His eyebrows show the exact toll my words have taken on him. He’s fucking devastated, and my heart drops to see it. I guess she didn’t tell him about Joey’s homecoming. I feel weirdly guilty, like somehow it’s my fault his twin was hurt.

“When did you see that?” His voice is as raw as his face. I look down at the page in front of him, and I realize he’s shaking. Fucking Joey, he ruins everything he touches. Even his siblings have been broken by him.

“Last week. I tried to speak to her about it and she freaked. She should at least learn enough to make him think twice about touching her.”

Ash groans and scrubs a hand over his face, all long tan fingers I try not to stare at. It’s jarring to see real emotions on his face this close. He’s usually so reserved, so cut off, that I never see his face without a sneer in my direction. It’s oddly comforting.

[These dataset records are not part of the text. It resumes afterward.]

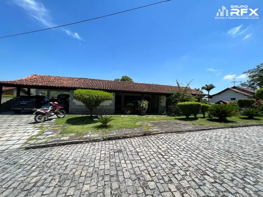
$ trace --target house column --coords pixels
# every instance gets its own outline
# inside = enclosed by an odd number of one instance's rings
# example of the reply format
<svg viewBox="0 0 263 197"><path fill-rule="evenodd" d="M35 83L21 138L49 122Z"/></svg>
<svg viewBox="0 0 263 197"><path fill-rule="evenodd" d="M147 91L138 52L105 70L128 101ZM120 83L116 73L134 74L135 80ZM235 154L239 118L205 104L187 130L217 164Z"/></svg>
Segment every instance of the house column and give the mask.
<svg viewBox="0 0 263 197"><path fill-rule="evenodd" d="M165 111L167 114L168 113L168 111L169 110L169 104L168 102L168 97L169 96L168 95L166 95L166 100L165 100Z"/></svg>
<svg viewBox="0 0 263 197"><path fill-rule="evenodd" d="M141 100L144 100L144 95L143 94L142 94L141 95Z"/></svg>
<svg viewBox="0 0 263 197"><path fill-rule="evenodd" d="M0 112L1 112L1 104L2 102L2 93L3 92L3 86L0 85Z"/></svg>
<svg viewBox="0 0 263 197"><path fill-rule="evenodd" d="M30 91L31 90L30 88L28 88L27 90L26 91L26 94L28 95L30 95Z"/></svg>
<svg viewBox="0 0 263 197"><path fill-rule="evenodd" d="M47 97L49 99L50 99L50 90L47 90Z"/></svg>
<svg viewBox="0 0 263 197"><path fill-rule="evenodd" d="M20 91L21 91L20 88L16 88L16 97L18 97L20 96Z"/></svg>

“I’ve tried. She said if she fights back, it’ll only make him more violent toward her. We always make sure she has one of us with her.” He groans again and cradles his head in his hands.

There’s so many questions I want to ask him, but I don’t want to break the spell that has him opening up to me. Does his father hit them both, or was Joey lying? What does their mother think about this? How much time are they forced to spend with Joey outside the school year? How does Avery have access to enough money to pay Harley’s tuition, which I know for a fact is over eighty thousand dollars a year?

Why does Ash lie about needing help with his classwork?

I’m still deciding if I’m brave enough to try and ask him any of these questions when Blaise arrives. We’ve been studying for twenty minutes already, so I give him a look. He’s still doing his best to not look at me at all, so he doesn’t see it. My temper flares.

“How kind of you to grace us with your presence.” Sarcasm drips from my words. Blaise ignores me, but Ash chuckles from where his head is still pressed into his palms.